Avant de nous demander ce qu’est une atteinte sexuelle, posons-nous la question de savoir si les faits pourraient être du harcèlement sexuel. Ce dernier est défini à l’art. 222-33 CP : « Le harcèlement sexuel est le fait d’imposer à une personne, de façon répétée, des propos ou comportements à connotation sexuelle ou sexiste qui soit portent atteinte à sa dignité en raison de leur caractère dégradant ou humiliant, soit créent à son encontre une situation intimidante, hostile ou offensante. » La précision que les faits doivent s’être produits « de façon répétée », termes soulignés par nous dans la citation, exclut a priori l’acte reproché à M. X. Cependant, le même article ajoute : « Est assimilé au harcèlement sexuel le fait, même non répété (nous soulignons), d’user de toute forme de pression grave dans le but réel ou apparent d’obtenir un acte de nature sexuelle, que celui-ci soit recherché au profit de l’auteur des faits ou au profit d’un tiers. » La répétition n’est pas un caractère décisif du harcèlement, dans les cas énoncés à cet alinéa. Le harcèlement est passible de deux ans d’emprisonnement et 30.000 euros d’amende, portés à trois ans et 45.000 euros lorsque les faits sont commis « par une personne qui abuse de l’autorité que lui confèrent ses fonctions » (même art.), ce qui est bien le cas de M. X, dont la victime est une collègue placée en-dessous de lui dans la hiérarchie de la chaîne. Toutefois, même avec cette circonstance aggravante, le harcèlement reste moins sévèrement puni qu’une agression.

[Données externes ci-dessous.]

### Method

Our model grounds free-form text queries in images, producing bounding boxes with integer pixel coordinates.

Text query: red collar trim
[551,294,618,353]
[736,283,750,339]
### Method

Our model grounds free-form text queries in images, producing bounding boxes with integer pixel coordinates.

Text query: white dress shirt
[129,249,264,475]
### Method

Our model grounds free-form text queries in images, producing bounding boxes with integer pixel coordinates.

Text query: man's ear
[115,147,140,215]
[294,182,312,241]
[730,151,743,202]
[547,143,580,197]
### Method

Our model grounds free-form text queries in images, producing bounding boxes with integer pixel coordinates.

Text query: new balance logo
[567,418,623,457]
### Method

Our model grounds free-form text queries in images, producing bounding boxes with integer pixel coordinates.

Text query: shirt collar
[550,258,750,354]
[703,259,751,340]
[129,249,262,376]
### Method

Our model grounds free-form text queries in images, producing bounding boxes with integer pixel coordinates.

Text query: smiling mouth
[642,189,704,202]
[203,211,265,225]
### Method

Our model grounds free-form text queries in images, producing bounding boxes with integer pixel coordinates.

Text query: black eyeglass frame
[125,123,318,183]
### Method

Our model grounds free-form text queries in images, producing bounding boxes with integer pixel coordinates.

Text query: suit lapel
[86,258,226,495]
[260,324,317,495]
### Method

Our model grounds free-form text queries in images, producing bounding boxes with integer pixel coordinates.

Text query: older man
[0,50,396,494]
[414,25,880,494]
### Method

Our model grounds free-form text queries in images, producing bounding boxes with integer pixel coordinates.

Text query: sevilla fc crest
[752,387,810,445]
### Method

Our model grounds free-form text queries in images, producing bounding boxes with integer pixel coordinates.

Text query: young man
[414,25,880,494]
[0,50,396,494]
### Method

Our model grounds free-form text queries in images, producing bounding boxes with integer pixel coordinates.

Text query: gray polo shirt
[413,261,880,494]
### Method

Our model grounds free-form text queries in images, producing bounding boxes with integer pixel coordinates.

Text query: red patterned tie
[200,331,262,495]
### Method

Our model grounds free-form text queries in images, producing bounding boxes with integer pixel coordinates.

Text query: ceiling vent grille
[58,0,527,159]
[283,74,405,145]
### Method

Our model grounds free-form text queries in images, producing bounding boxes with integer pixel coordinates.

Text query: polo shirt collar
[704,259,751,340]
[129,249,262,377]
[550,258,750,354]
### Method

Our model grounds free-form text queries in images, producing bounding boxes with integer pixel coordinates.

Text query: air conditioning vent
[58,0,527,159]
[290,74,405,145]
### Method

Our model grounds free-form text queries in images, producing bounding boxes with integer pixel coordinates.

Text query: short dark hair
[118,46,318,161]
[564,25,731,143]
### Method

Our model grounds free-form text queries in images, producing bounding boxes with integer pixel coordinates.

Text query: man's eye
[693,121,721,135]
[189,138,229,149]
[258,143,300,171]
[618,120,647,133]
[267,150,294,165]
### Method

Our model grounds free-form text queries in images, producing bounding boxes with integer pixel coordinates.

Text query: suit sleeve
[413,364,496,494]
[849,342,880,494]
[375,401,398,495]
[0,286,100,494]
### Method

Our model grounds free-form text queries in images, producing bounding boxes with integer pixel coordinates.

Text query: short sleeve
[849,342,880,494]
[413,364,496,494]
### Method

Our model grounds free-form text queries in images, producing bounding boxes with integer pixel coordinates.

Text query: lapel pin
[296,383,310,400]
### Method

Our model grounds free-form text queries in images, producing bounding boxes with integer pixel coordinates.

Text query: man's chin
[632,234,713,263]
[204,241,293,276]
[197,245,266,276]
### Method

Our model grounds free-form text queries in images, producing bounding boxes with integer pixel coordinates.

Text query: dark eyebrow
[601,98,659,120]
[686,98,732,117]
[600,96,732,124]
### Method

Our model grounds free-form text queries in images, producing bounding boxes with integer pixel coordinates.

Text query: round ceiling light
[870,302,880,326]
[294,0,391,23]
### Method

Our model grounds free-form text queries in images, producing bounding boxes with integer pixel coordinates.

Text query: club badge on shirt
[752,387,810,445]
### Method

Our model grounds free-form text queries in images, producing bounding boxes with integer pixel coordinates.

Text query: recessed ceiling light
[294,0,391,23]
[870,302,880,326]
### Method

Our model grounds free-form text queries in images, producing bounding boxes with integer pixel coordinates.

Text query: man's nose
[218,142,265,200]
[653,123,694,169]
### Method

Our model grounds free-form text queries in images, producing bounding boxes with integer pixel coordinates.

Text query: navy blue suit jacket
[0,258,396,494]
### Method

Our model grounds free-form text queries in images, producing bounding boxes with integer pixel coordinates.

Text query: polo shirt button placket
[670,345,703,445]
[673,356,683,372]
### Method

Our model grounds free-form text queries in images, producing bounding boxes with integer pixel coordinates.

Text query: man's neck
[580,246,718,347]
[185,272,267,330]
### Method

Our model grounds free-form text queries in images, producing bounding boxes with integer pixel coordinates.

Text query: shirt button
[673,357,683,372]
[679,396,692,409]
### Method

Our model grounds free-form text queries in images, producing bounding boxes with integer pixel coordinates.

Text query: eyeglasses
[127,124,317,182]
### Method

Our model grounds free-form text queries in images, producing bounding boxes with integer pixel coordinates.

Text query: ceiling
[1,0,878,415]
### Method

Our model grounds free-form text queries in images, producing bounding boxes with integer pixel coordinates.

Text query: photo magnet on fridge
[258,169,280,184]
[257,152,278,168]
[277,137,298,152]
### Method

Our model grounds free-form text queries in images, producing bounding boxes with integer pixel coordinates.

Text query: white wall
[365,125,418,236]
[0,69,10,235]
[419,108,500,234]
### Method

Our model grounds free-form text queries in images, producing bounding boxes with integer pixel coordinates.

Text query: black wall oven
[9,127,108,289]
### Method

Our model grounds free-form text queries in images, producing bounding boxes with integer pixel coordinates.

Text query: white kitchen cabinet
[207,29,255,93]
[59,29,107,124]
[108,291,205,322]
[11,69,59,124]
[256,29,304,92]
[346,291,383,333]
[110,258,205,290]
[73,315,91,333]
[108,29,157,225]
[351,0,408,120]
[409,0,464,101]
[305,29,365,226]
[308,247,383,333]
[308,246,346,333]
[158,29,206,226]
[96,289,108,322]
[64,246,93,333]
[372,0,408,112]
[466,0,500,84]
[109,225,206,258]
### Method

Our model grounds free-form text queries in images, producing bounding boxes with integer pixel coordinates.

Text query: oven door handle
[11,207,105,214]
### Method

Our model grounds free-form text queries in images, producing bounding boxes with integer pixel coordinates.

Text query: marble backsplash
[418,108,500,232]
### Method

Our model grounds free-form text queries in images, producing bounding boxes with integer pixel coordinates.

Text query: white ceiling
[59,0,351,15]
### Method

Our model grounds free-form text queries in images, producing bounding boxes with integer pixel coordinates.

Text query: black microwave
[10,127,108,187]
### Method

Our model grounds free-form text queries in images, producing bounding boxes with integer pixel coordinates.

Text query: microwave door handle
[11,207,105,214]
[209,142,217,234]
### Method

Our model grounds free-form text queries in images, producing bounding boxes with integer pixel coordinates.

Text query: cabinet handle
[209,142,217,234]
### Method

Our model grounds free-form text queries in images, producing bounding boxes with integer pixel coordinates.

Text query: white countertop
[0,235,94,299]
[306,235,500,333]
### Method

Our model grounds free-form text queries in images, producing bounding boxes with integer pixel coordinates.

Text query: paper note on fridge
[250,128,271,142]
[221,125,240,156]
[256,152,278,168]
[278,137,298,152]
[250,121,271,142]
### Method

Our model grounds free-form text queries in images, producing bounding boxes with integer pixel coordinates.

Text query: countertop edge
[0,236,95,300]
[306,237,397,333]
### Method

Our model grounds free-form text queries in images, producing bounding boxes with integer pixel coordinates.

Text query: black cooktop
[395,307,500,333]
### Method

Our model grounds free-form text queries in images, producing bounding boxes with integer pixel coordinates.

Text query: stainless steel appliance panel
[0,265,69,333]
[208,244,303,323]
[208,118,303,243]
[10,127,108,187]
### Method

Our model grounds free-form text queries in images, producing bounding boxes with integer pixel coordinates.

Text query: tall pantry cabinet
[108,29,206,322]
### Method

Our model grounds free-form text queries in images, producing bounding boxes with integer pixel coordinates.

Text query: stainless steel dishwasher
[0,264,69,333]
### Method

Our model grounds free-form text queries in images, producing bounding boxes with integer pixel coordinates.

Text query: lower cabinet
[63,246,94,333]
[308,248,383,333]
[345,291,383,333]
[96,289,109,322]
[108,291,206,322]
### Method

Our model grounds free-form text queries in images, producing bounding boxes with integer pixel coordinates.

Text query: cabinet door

L’agression sexuelle étant, donc, une forme d’atteinte sexuelle, qu’est-ce qu’une atteinte sexuelle ? Un attouchement sexuel est une forme d’atteinte sexuelle. Si l’on admet ce point, et ce n’est guère difficile, comme nous allons le voir, il est clair, d’après ce qui précède, qu’un attouchement commis par surprise est une agression sexuelle (art. 222-2). Le site servicepublic.fr précise, on l’a vu, que l’agression sexuelle « est un acte sexuel sans pénétration, commis par violence, contrainte (contre sa volonté), menace ou surprise (attouchement) ». L’attouchement est expressément cité au titre des agressions sexuelles. Qu’il soit le seul cas où l’élément de surprise soit amené à jouer un rôle, comme cette présentation le laisse entendre puisque le mot « attouchement » est placé entre parenthèses après le mot « surprise », comme s’il ne pouvait y avoir de violences ou de contraintes par surprise, mais seulement des attouchements par surprise, est plus douteux, mais peu importe ici.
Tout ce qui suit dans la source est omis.